1. Safety neurons may not directly encode information about whether harmful content will be generated but instead exert their effects through subsequent components.
2. Random neurons may still receive information from safety neurons.

We plan to further investigate these aspects in future work.

Regarding W1 & W2

I acknowledge the engineering challenges involved in interpreting neurons compared to more coarse-grained units like layers and attention heads. The authors correctly note that previous works have examined safety behavior at both higher granularity (parameters) and lower granularity (attention heads/layers). However, my concern about novelty remains: the central question is not whether one can study safety behaviors at different granularities, but whether doing so provides meaningful new insights.

Even if the proposed probing method were significantly better on safety neurons versus random neurons, I'd still be unsure what the actionable insight would be. Researchers building latent space defenses (in the RepE camp) aren't probing at random neurons right now, so it feels like an artificial comparison. A more convincing demonstration would have been to show that neuron-level probing outperforms probing at the residual stream (representation engineering), which would have provided stronger validation for the need for additional mechanistic interpretability approaches.

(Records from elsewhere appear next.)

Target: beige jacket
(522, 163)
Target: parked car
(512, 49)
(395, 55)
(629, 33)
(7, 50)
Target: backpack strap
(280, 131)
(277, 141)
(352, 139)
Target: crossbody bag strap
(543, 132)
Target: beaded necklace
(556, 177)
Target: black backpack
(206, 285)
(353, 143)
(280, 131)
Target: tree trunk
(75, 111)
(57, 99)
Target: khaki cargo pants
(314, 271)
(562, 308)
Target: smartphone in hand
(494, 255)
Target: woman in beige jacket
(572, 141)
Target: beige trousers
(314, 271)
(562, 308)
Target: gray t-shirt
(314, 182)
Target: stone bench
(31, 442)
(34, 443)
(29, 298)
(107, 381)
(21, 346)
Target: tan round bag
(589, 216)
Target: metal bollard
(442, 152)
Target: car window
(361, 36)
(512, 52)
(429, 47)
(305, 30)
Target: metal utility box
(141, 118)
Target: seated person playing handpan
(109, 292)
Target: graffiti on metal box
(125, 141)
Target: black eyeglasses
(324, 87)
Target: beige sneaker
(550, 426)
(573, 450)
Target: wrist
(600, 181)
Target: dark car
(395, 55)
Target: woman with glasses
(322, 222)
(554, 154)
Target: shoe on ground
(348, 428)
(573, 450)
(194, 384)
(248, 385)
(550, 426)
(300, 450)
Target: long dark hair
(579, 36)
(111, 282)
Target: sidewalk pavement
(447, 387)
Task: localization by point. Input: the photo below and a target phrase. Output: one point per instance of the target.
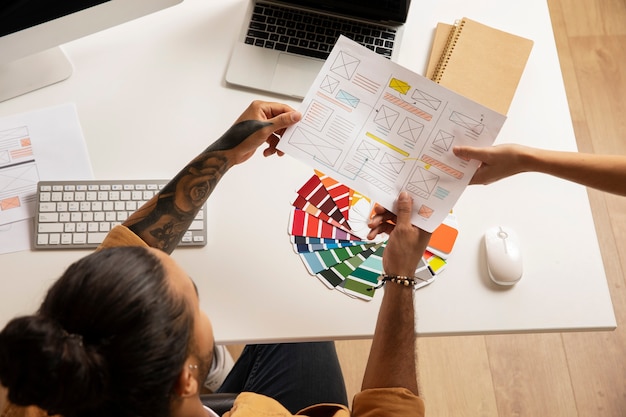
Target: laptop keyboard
(79, 214)
(311, 34)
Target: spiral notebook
(480, 62)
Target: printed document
(380, 128)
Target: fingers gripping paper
(379, 129)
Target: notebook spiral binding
(455, 32)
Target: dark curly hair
(109, 339)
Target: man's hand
(497, 162)
(406, 244)
(275, 118)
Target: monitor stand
(33, 72)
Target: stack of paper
(38, 145)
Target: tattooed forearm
(163, 221)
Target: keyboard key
(79, 214)
(308, 33)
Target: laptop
(283, 44)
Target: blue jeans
(295, 374)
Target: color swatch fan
(328, 230)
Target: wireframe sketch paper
(42, 144)
(380, 128)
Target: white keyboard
(79, 214)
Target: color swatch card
(328, 230)
(379, 128)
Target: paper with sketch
(44, 144)
(380, 128)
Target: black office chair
(220, 402)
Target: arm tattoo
(163, 221)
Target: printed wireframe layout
(381, 128)
(18, 174)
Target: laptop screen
(377, 10)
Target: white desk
(154, 87)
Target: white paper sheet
(380, 128)
(45, 144)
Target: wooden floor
(548, 375)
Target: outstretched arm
(163, 220)
(602, 172)
(392, 360)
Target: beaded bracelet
(396, 279)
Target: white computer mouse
(504, 255)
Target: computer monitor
(31, 32)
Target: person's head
(120, 333)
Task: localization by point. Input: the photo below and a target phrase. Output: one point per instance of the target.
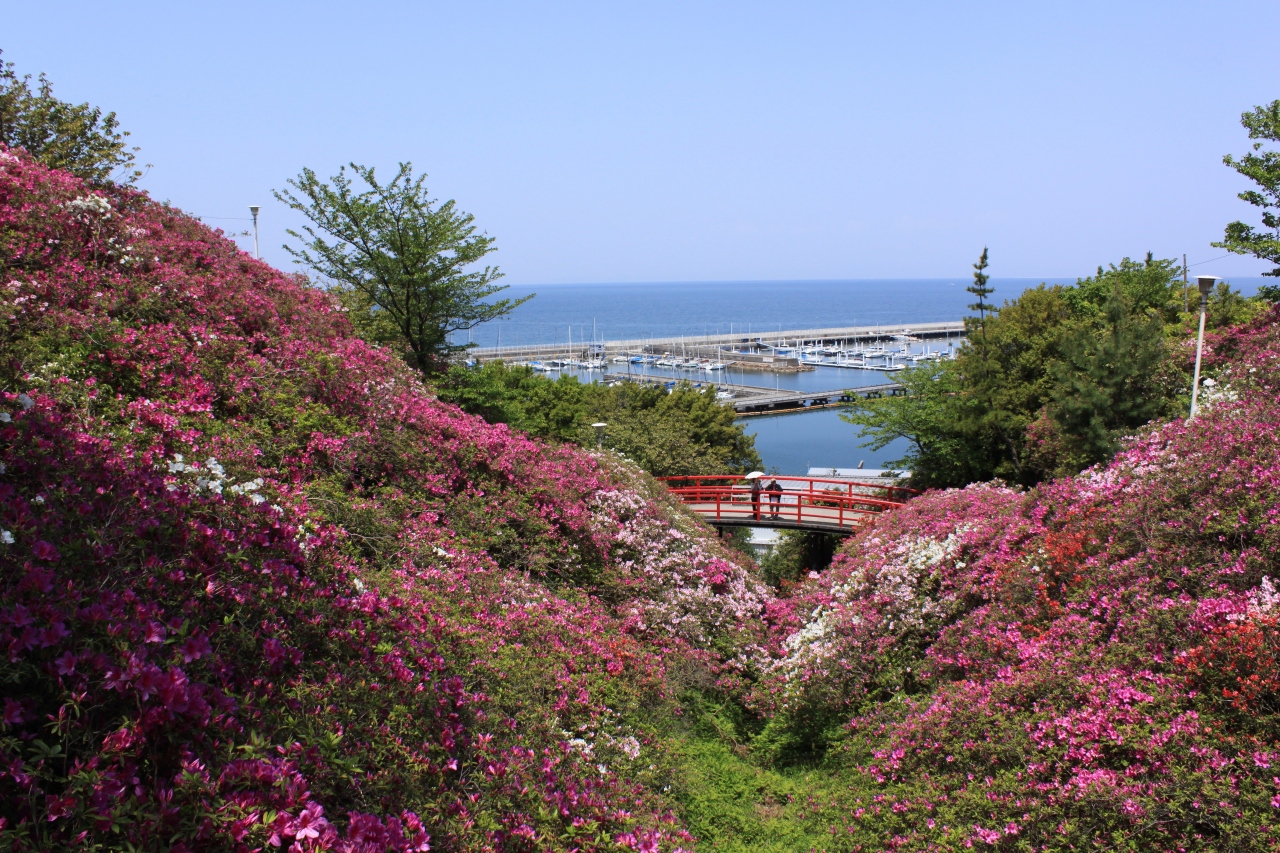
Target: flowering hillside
(1091, 665)
(259, 588)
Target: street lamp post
(1206, 284)
(252, 210)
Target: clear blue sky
(691, 141)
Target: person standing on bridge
(775, 497)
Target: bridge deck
(805, 502)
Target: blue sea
(789, 443)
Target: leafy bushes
(259, 588)
(1088, 664)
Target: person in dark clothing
(775, 497)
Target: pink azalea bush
(259, 589)
(1095, 664)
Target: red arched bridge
(799, 503)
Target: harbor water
(789, 443)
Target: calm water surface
(789, 443)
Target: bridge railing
(807, 502)
(791, 484)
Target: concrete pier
(727, 347)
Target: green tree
(926, 415)
(1106, 382)
(1261, 167)
(1148, 284)
(517, 396)
(74, 137)
(398, 260)
(981, 290)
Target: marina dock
(757, 400)
(759, 350)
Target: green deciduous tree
(926, 415)
(401, 263)
(1107, 382)
(1261, 167)
(74, 137)
(1092, 363)
(1148, 284)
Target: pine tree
(981, 290)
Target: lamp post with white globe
(1206, 284)
(254, 210)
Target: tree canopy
(401, 263)
(1050, 382)
(73, 137)
(1261, 167)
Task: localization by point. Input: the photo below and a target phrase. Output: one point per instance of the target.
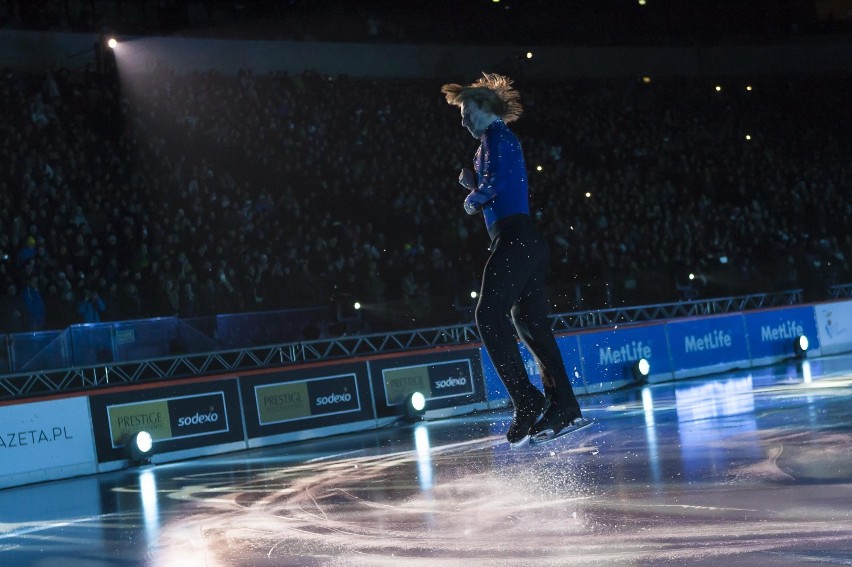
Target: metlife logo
(712, 343)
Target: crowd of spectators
(202, 194)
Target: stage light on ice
(140, 447)
(801, 345)
(415, 406)
(641, 369)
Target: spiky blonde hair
(492, 92)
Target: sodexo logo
(332, 399)
(451, 383)
(198, 419)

I question whether papers that merely localize the same behaviors at different levels of granularity, without demonstrating novel insights or superior practical utility, represent sufficiently substantial contributions to warrant publication.

Regarding W3

I think there are two related but distinct claims here

1. There is some sort of fundamental conflict between the neurons the model tends to use for helpful behavior, versus the neurons that the model tends to use for safety behavior.
2. Finetuning a base model on just helpfulness allows it to repurpose some of its safety neurons. Similarly, fine-tuning a base model on just safety allows it to repurpose some of its helpful neurons.

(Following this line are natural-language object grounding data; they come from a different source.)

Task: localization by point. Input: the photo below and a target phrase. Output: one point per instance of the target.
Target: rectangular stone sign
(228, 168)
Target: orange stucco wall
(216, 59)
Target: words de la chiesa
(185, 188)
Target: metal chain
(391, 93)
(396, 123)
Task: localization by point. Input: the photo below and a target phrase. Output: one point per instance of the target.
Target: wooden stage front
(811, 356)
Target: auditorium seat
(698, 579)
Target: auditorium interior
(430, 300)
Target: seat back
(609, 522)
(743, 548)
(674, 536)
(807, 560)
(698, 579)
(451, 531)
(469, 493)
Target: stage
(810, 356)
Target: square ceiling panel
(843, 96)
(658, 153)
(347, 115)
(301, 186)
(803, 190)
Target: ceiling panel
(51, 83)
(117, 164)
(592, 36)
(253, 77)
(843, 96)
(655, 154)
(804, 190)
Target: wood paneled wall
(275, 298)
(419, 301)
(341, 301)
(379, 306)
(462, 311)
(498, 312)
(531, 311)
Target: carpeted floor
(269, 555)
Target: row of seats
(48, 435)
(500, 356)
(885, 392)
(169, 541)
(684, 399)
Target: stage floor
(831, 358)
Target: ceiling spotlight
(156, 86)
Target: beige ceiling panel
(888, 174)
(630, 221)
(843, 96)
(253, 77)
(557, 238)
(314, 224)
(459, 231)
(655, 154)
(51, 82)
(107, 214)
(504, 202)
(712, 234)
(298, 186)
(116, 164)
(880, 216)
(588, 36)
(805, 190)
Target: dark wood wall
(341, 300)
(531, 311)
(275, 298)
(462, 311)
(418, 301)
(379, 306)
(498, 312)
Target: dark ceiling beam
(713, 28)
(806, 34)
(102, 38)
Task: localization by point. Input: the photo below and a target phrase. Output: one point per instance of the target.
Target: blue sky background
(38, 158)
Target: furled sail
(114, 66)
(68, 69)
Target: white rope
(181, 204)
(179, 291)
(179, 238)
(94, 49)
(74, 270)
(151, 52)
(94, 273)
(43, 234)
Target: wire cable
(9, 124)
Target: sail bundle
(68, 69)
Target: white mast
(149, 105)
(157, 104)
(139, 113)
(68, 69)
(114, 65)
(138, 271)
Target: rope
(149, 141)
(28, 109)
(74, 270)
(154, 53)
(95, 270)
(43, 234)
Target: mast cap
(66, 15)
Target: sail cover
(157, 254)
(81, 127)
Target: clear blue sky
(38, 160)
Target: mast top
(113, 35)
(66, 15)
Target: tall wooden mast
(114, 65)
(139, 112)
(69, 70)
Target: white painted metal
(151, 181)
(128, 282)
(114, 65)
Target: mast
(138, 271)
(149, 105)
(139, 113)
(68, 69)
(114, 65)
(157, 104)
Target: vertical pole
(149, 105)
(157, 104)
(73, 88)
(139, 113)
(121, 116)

The results in the paper suggest 2, but do not prove 1. I think proving 1 will be a challenge, that will require a more careful methodology. For example, fine-tuning a model on both helpful and harmless behavior, and then patching its safety mechanism over to a model just trained on helpfulness, and measuring how safe it is. I think there is a lot of subtlety that could be discussed here.

Regarding W4

I think the authors should move Figure 10b, into Section 6. Without any additional context, it is hard to understand how good an accuracy of 76.2% is. I would have appreciated additional baselines here, such as probing directly on the residual stream. I would also appreciate error bars for the random neuron lines, considering that the margins are so small.

While I appreciate the authors' effort to strengthen the paper, particularly with the addition of a more comprehensive related works section, my core concerns remain. Therefore, I maintain my score of 5.

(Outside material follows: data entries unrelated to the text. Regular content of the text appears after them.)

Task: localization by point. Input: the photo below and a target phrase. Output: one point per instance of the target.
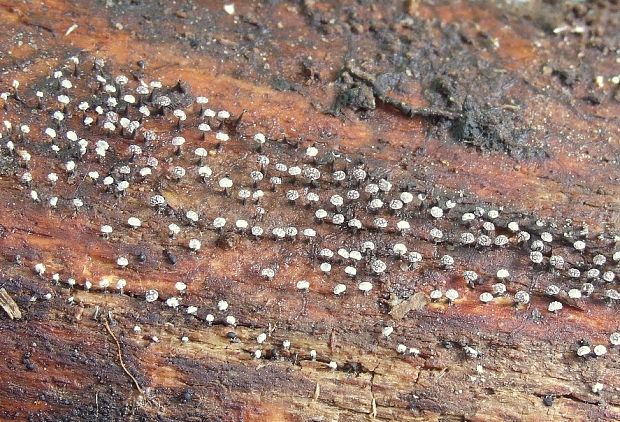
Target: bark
(507, 106)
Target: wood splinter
(9, 305)
(120, 356)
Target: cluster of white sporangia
(123, 120)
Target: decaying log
(399, 210)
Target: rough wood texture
(504, 106)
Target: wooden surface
(504, 106)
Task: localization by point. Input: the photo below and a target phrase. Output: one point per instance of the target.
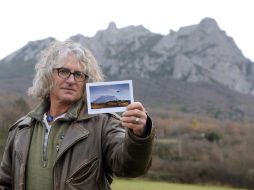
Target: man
(58, 145)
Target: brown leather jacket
(94, 149)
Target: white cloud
(28, 20)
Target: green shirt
(39, 171)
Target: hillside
(198, 69)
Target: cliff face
(197, 67)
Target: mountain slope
(198, 69)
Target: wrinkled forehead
(70, 59)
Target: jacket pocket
(85, 173)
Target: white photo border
(107, 110)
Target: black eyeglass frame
(75, 74)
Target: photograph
(107, 97)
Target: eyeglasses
(65, 73)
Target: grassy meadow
(121, 184)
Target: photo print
(107, 97)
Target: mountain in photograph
(104, 99)
(197, 69)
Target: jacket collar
(77, 111)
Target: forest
(188, 148)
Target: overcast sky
(22, 21)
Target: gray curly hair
(52, 56)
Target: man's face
(67, 90)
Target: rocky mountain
(105, 99)
(197, 69)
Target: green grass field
(120, 184)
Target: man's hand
(135, 118)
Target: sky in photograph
(120, 91)
(29, 20)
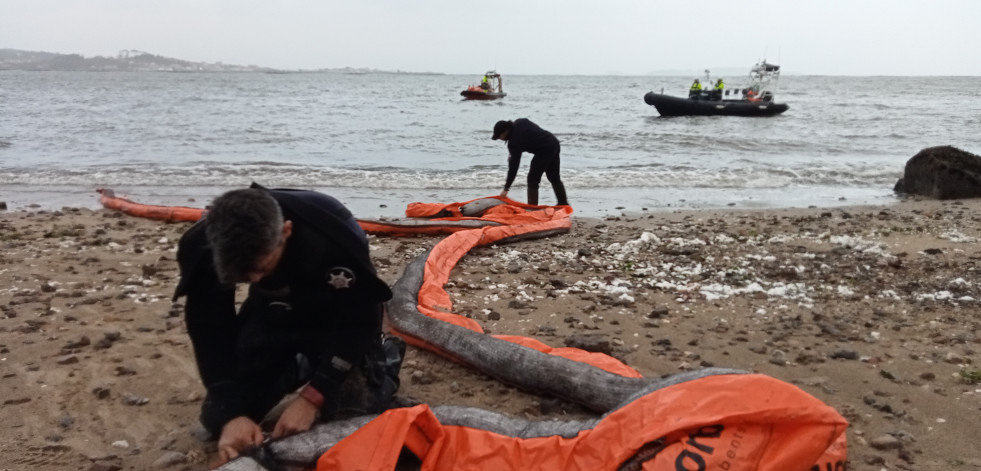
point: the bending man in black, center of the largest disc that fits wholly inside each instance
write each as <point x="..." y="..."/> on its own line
<point x="523" y="135"/>
<point x="311" y="321"/>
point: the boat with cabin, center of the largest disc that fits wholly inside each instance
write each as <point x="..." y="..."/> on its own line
<point x="491" y="87"/>
<point x="755" y="99"/>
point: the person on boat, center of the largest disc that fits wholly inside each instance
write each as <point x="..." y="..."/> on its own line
<point x="522" y="135"/>
<point x="311" y="321"/>
<point x="717" y="89"/>
<point x="696" y="89"/>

We agree that patching over the residual activations is possible, but this paper is not about discussing which one of the neuron and representation interpretations is better. This paper has always been about interpreting model safety from the very beginning, and we are just saying that in this topic, our neuron-level interpretation demonstrates an advantage in understanding the mechanism (of alignment tax) over the representation-engineering related works. To avoid misunderstanding again, we are not saying that representation engineering has no way to gain a better mechanistic interpretation of model safety, but this hasn't been achieved (or demonstrated by a clear case like the alignment tax interpretation in our paper), and thus we believe our findings have unique values for now. We understand that one can have the favor of a technical direction over another, but we do not think the possibility of another direction should influence the value of actual findings.

Also, thanks for acknowledging our new experiments. Although in different positions, we respect your opinion.